Se la spinta all’export tricolore non arriverà certo da qui, è però chiaro, alla luce dell’intesa, che l’impatto sulle nostra manifattura sarà trasversale, coinvolgendo quasi ogni settore nello sconto daziario, a partire dall’area più “pesante” in termini assoluti e relativi, la meccanica strumentale e le attrezzature, due miliardi di vendite sui cinque dei primi 11 mesi 2025.
«In India – commenta il presidente di Federmacchine Bruno Bettelli – sta crescendo l’industria, così come l’accesso ai beni di consumo: per i nostri macchinari si sta aprendo un mercato chiave».
«Il prodotto italiano diventa chiaramente più competitivo – spiega Barbara Colombo, ad di Ficep (macchine utensili) – e per noi, che già in India siamo presenti con una filiale diretta e 30 persone, questa intesa rappresenta un valore aggiunto importante, un modo per arginare la forte concorrenza di prezzo cinese».

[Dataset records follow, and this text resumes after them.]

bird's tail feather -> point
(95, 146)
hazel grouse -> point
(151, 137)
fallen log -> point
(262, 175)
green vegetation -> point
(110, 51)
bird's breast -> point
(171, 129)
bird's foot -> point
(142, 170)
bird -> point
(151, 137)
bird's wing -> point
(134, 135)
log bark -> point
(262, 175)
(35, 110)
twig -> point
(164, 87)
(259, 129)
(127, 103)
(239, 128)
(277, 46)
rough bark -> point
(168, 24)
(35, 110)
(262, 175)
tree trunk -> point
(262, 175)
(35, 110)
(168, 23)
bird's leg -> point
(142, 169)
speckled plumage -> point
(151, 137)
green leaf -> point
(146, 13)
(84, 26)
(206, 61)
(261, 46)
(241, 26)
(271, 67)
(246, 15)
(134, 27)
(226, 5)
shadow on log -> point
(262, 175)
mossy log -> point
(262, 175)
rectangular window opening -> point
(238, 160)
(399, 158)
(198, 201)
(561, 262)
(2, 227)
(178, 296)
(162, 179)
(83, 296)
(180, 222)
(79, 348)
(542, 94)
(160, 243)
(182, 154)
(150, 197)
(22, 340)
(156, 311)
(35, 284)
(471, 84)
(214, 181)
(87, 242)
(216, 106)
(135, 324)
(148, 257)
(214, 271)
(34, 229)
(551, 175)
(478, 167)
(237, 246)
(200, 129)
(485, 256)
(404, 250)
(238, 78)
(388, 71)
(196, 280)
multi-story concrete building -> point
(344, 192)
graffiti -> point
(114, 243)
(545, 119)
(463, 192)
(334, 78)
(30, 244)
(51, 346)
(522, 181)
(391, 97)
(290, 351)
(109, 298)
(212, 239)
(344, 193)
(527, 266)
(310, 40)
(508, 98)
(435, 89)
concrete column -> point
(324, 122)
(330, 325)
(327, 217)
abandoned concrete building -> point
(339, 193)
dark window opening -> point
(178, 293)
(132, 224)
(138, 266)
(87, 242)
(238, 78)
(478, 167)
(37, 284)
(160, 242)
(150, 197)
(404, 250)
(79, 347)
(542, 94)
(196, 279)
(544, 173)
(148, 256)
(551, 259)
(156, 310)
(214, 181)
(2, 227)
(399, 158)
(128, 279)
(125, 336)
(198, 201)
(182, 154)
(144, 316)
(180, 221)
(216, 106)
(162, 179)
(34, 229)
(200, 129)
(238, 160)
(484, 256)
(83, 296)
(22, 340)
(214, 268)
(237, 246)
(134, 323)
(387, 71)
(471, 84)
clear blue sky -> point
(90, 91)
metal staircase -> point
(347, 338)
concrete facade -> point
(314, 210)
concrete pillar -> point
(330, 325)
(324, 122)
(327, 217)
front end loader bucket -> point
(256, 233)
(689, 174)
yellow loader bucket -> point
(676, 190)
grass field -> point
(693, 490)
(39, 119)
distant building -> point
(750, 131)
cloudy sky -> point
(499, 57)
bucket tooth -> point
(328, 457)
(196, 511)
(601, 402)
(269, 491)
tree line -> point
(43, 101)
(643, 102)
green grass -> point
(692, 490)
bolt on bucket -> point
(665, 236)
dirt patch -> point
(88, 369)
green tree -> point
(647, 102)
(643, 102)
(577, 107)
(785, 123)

Già oggi per le macchine utensili, su cui il dazio medio è nell’ordine del 7,5-10%, l’India rappresenta il quarto mercato estero, situazione che potrebbe migliorare alla luce dell’accordo (la stima Ucimu è di poter raddoppiare le vendite a 400 milioni annui), così come per altre categorie dei macchinari. «Penso al packaging – aggiunge Bettelli – guardando ad un sistema paese dove progressivamente nuove fasce di popolazione entrano in nuovi modelli di consumo, acquistando alimentari e farmaci, aree dove i nostri impianti sono protagonisti nel mondo. Oppure ai macchinari per ceramica, tenendo conto che l’India è tra i primi produttori mondiali di piastrelle».